Lors de la session de janvier 2009, les membres du CDH ont consenti à former un «groupe de travail» pour examiner la question du protocole facultatif. Le 17 juin 2009, ce même CDH a adopté par consensus une résolution (A/HRC/11/L.3) établissant un groupe de travail à composition non-limitée pour examiner la possibilité d’élaborer un protocole facultatif à la Convention.

Le Groupe de travail s’est réuni une dernière fois, du 10 au 16 février 2011, pour un examen en détail de la proposition révisée. Après des négociations intenses et difficiles, le texte final issu de cette ultime négociation a finalement été adopté par le Groupe de travail, non sans quelques réticences de la part des ONG, des experts et des deux membres du Comité qui avaient été invités à prendre part au meeting, mais sans possibilité d’intervenir dans les négociations. Le compromis final n’a été trouvé qu’en dernière minute, par un «package» proposé par le Président du Groupe de travail, M. Drahoslav Stefanek, et accepté sans opposition. Le rapport du Groupe de travail et le projet soumis pour adoption n’ont été transmis qu’en avril 2011 et n’ont été débattus par le Conseil qu’à la session de juin. Il a été adopté par consensus le 17 juin 2011. L’acceptation attendue de l’UNGA (décembre 2011) ouvrira cet instrument à signature, puis à ratification des Etats, pour une entrée en vigueur après 20 ratifications.

Contenu

Le principal acquis du «futur» protocole réside dans la possibilité de communications (ou plaintes) individuelles devant le Comité. Une plainte pourra être déposée par ou au nom de particuliers ou groupes de particuliers qui allèguent une violation des droits énoncés dans la CDE ou dans les deux protocoles facultatifs s’y rapportant (art. 5, para. 1). La question de la représentation de l’enfant a occupé de longues discussions avant d'être finalement traitée dans la partie sur les dispositions générales (art.3). La compétence du Comité de recevoir et examiner des communications individuelles couvre ainsi les trois instruments principaux (CDE, OPAC et OPSC) sans possibilité d’exclusion pour les Etats parties à plusieurs de ces traités.
La recevabilité de ces communications a fait l’objet de longues négociations. Les ONG et les experts ont rappelé l’importance d’être flexible dans le choix des critères de recevabilité pour que le processus soit effectivement accessible aux enfants et que ceux-ci puissent exprimer leur opinion. L’art.7, finalement accepté, énumère les différents critères de recevabilité des communications individuelles. Sa structure et son contenu s’inspirent des autres mécanismes existants. Pour être recevable, un plainte doit donc répondre aux critères standards : elle ne doit pas être anonyme (lit. a), ni constituer un abus de droits (lit. c), ni être mal fondée (lit. f). Elle doit aussi suivre la règle de l’exception des recours parallèles ou successifs (lit. d) et la règle de la non-rétroactivité (recevabilité ratione temporis, lit. g). La règle de l’épuisement des recours internes (lit. e) a également été maintenue dans le texte. La lit. b se contente de préciser que la plainte doit être faite par écrit. Or, tout au long des négociations, les ONG et les experts ont insisté afin de que la procédure soit «child-sensitive». Cette proposition a été rayée du texte final, réduisant la place de l’enfant dans la procédure de présentation de plaintes individuelles. Finalement, la lit. h ajoute encore un critère temporel, en limitant la recevabilité. La communication doit ainsi être présentée dans l’année suivant l’épuisement des voies de recours internes.

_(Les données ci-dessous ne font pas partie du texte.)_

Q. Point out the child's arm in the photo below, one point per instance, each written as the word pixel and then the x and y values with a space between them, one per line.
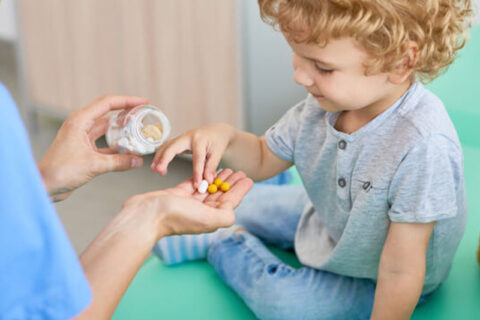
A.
pixel 240 151
pixel 402 270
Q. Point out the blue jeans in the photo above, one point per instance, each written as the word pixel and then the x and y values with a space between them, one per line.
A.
pixel 272 289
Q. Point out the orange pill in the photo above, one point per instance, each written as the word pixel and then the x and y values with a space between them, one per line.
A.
pixel 218 182
pixel 212 189
pixel 225 186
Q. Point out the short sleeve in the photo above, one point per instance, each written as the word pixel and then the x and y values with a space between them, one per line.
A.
pixel 425 185
pixel 40 274
pixel 281 137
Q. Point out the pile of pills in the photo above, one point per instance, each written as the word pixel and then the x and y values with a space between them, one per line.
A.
pixel 213 188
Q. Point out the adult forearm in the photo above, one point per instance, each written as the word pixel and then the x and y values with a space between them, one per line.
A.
pixel 111 261
pixel 397 295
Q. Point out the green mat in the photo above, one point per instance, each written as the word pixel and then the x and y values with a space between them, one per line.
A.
pixel 194 291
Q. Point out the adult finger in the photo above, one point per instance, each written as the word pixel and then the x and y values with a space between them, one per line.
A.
pixel 105 104
pixel 98 129
pixel 118 162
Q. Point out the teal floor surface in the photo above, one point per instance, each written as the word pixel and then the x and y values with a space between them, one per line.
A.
pixel 194 291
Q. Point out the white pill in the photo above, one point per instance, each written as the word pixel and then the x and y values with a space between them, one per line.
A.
pixel 202 188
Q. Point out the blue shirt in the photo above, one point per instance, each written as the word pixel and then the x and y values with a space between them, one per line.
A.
pixel 40 275
pixel 406 165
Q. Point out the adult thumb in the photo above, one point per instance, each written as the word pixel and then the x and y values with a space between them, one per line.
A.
pixel 121 162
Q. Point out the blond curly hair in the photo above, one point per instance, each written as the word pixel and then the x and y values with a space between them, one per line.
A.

Un deuxième élément important : la procédure d’enquêtes qui permettra au Comité d’entrer en action dès qu’il aura reçu des informations sérieuses sur des violations graves ou systématiques de la Convention ou des deux protocoles facultatifs. Les articles 13 et 14 réglementent le déroulement et le suivi de la procédure d’enquêtes. Dans l’ensemble, celle-ci correspond à ce qui est prévu pour les autres organes de traité ayant aussi cette compétence. Suite à l’obtention de renseignements crédibles, le Comité peut charger certains de ses membres de mener une enquête, avec éventuellement une visite du pays (§ 1 et 2). L’enquête se déroule dans la confidentialité et avec la coopération de l’Etat partie concerné (§ 3). Si les procédures d’enquêtes sont considérées par les experts et les ONG comme un outil complémentaire aux communications individuelles, faisant partie d’un même ensemble, beaucoup d’Etats ont cependant exprimé leurs réticences face à cette procédure. Ces délégations ont essayé de limiter au maximum l’implication de cette procédure, en maintenant son caractère facultatif et la possibilité pour les Etats de ne pas la reconnaître. Ceci par le biais d'une clause de opt-out, qui fragilise l’ensemble du mécanisme d’enquêtes.

Troisième élément : l’article 12 institue une procédure de communications interétatiques classique, facultative. Les Etats doivent faire une déclaration pour reconnaître la compétence du Comité de recevoir et examiner les plaintes interétatiques. La procédure respecte aussi le principe de réciprocité (§ 2) et le Comité doit parvenir à un règlement à l’amiable (§ 3). Cette latitude est cependant plutôt théorique : à ce jour, aucune présentation de communication interétatique au titre des divers instruments internationaux n’a été enregistrée. Cette disposition n’a ainsi pas suscité de grandes discussions.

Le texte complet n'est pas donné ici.